It was China's steel production boom and Australia's iron ore mine expansion that have defined the steel industry over the last decade. Some believe the comparisons with China's EV ambitions and Australia's raw material supply stop there. Others who gathered Tuesday and Wednesday at S&P Global Platts inaugural Battery Metals conference in Brooklyn believed it was worth a further look.

Most of the currently available lithium in the global market comes from spodumene deposits that are prevalent in Western Australia.

"I do see some parallels between Western Australia selling spodumene to China and selling iron ore to China," Howard Klein of RK Equity said. "There is some risk. However the iron ore boom that lasted ten years, ended up busting because you had very credible suppliers bringing on huge amounts of volume. You cannot have oversupply without over investment. You had overinvestment with iron ore but you are not seeing that with lithium."

The nascent electric vehicle market has made it difficult for firms to find significant liquidity in futures market for products like lithium. Panelists believed this was one headwind holding back investment into more lithium projects.

"Right now there is no effective way to hedge," Mustafa Hafeez, director of Deutsche Bank Securities said of lithium investment. "Who is going to finance it?"

There is also the drastic pricing difference. S&P Global Platts assessed lithium carbonate and lithium hydroxide at $14,500/mt and $18,000/mt, respectively, both on a CIF North Asia basis. On Wednesday, Platts 62% Fe CFR North China IODEX was $74.25/dry mt.

"Lithium is a special product," David Deak, Ph.D., an independent lithium expert said. "Lithium hydroxide, you cannot treat as a commodity. It does not have a shelf life.
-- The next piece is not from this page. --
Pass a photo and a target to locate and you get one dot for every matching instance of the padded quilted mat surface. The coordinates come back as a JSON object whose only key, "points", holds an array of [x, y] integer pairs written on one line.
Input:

It is not iron ore."

Patrick Schaufuss, associate partner of McKinsey & Company, estimated that by 2028, Asia would have more than 60% of electric vehicle battery manufacturing capacity, mostly driven by China.

"China is the driver, just as they were with iron ore," Jerko Zuvela, managing director of Argosy Minerals, said while noting that unlike how China had to import high-quality iron ore from independent miners, the country has already invested around the world via acquisitions and joint ventures to capture some lithium supply.

Aside from a possible lithium oversupply, another question that China faces is over its some ability to ship locally-produced electric vehicles around the world as it has done with steel if it manages to ramp up its imports of lithium to produce batteries for those vehicles.

"Just because the Chinese may build very good electric cars, I don't think that means they will conquer the US market in a few years," Schaufuss said.